Molina gerät in einen starken Gewissenskonflikt. Er hat einem Freund diesen Botendienst versprochen und sein Gewissen sagt ihm, dass er dieses Versprechen auch einhalten muss. Ihm ist aber auch klar, dass dies sicher eine Falle sein wird und man ihn wieder einsperren wird. Trotzdem ruft er Marta im Auftrag von Valentin an.

 

Natürlich war es eine Falle – aber es sind letztendlich die Guerillas, die in ihm einen Spitzel vermuten, und ihn erschießen.

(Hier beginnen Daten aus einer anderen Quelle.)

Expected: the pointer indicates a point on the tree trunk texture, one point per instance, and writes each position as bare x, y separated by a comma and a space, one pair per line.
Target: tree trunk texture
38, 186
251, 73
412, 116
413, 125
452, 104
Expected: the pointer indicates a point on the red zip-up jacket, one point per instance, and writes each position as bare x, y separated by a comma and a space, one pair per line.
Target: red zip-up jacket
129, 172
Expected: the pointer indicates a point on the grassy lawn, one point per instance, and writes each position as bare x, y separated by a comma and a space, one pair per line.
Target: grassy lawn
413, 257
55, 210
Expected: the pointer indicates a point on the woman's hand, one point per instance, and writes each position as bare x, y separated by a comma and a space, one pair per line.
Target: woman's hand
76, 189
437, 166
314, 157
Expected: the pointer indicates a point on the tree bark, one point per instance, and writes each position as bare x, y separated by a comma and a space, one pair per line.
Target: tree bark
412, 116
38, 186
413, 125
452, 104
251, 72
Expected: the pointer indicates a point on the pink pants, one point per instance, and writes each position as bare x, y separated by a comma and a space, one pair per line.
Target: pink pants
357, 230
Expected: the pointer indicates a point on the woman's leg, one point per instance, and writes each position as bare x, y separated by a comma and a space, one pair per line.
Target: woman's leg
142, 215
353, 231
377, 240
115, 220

Sein ganzes Leben läuft für Molina in Form eines Filmes noch einmal ab. Alle Personen seines Lebens sind Zuschauer im Kinosaal und er spielt die Hauptrolle. Zum Ende des Filmes trifft er die Spinnenfrau und sie gibt ihm den Todeskuss. Diese Szene ist auch sehr gut gelöst. Die Bühne scheint ein Kinosaal zu sein, in dem die Zuschauer gerade Platz nehmen – diese Szene ist als Film auf den Drahtvorhang projiziert. Zeitgleich nehmen aber auf tatsächlichen Stühlen hinter dem Vorhang die Figuren aus dem Leben Molinas Platz. Molina in der Gegenwart spielt in einem Film und Molina auf der Leinwand spielt in einem Film. Der reale Molina wird von dem Guerilla erschossen, während der Film-Molina noch lebt. Der Film läuft noch eine Weile weiter, ehe auch dort der Schuss fällt und der Film-Molina zusammenbricht. Die Realität hat die Phantasie überholt......

 

Das Musical hat trotz vieler lateinamerikanisch-leicht wirkender Musikstücke insgesamt einen sehr schwermütigen Eindruck bei mir hinterlassen. 

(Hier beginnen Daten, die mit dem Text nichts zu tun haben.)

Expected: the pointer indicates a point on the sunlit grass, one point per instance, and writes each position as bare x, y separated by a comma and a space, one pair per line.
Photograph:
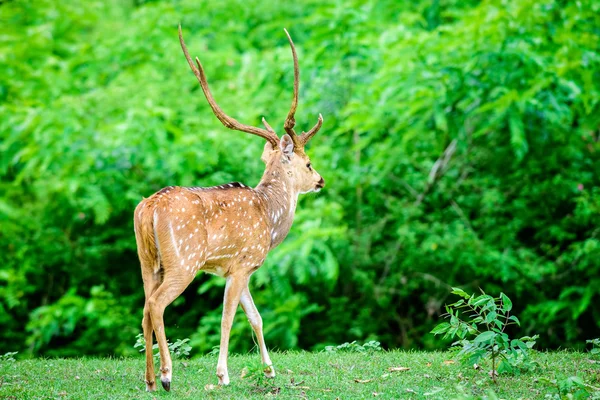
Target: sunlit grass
299, 375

Ein sehr eindrucksvolles Bühnenbild, das mit ganz einfachen Elementen arbeitet, hat durch minimale Requisiten überzeugt. Da ist die Zelle, die die gesamte Bühnenbreite einnimmt, mit den beiden Pritschen und dem Klo. Abgeteilt vom Rest der Bühne durch einen Drahtvorhang, hinter dem je nach Beleuchtung die alten Hollywoodfilme erstrahlen oder düstere Gefängnisvisionen mit Folter und Misshandlungen.

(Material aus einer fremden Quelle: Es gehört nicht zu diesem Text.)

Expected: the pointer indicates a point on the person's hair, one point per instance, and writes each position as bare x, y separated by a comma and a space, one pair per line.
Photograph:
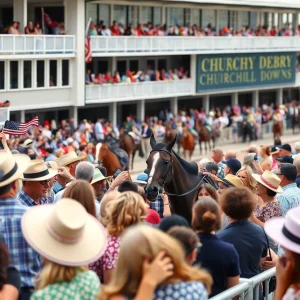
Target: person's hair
81, 191
238, 203
252, 181
4, 262
206, 215
53, 272
128, 186
128, 273
128, 209
112, 195
211, 190
187, 238
85, 171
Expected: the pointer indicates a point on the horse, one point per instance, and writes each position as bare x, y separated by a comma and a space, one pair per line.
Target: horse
176, 177
188, 142
129, 146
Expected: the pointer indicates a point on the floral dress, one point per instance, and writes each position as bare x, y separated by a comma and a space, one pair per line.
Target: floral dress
108, 260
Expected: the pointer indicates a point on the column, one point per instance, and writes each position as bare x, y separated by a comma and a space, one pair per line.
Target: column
206, 104
75, 25
20, 13
255, 98
234, 99
141, 110
113, 113
279, 96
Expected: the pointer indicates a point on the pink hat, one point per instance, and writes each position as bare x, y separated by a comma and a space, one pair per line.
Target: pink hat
286, 231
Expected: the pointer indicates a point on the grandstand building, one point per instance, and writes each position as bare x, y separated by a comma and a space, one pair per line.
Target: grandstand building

Sobald sich dieser Vorhang öffnet, tritt die Realität näher. Die Spinnenfrau kann so auch bis zur Zelle von Molina und Valentin vordringen – sonst erscheint sie immer nur in kurzen Einblendungen hinter dem Drahtvorhang oder als große Hollywooddiva in den Filmsequenzen.

 

Eine sehr schwierige Rolle, die Gaines Hall da übernommen hat. Die Rolle des Homosexuellen, der sich von den Aufsehern erniedrigen und demütigen lässt. Um dieses Gefängnis überhaupt überleben zu können, flüchtet er in eine Scheinwelt. Gaines spielt das sehr eindrucksvoll – wenn die Aufseher da sind, wirkt er kindlich naiv und manipulierbar, aber wenn er alleine ist, dann ist er stark. Dann kann er alle besiegen – so wie die Helden in den alten Filmen. Als er dann Valentin kennen lernt, der ebenso wie er unter der Militärjunta leidet wie er, wird er immer stärker. Die beiden Häftlinge entwickeln Verständnis füreinander und befreien sich von ihren Vorurteilen. Diese Wandlung spielt Gaines so überzeugend – er wirkt plötzlich ganz sicher in seinen Handlungen und wäre sogar bereit, für Valentin zu sterben. Er ist unfähig, sein altes Leben weiterzuführen – hin- und hergerissen zwischen dem alten und dem neuen Molina.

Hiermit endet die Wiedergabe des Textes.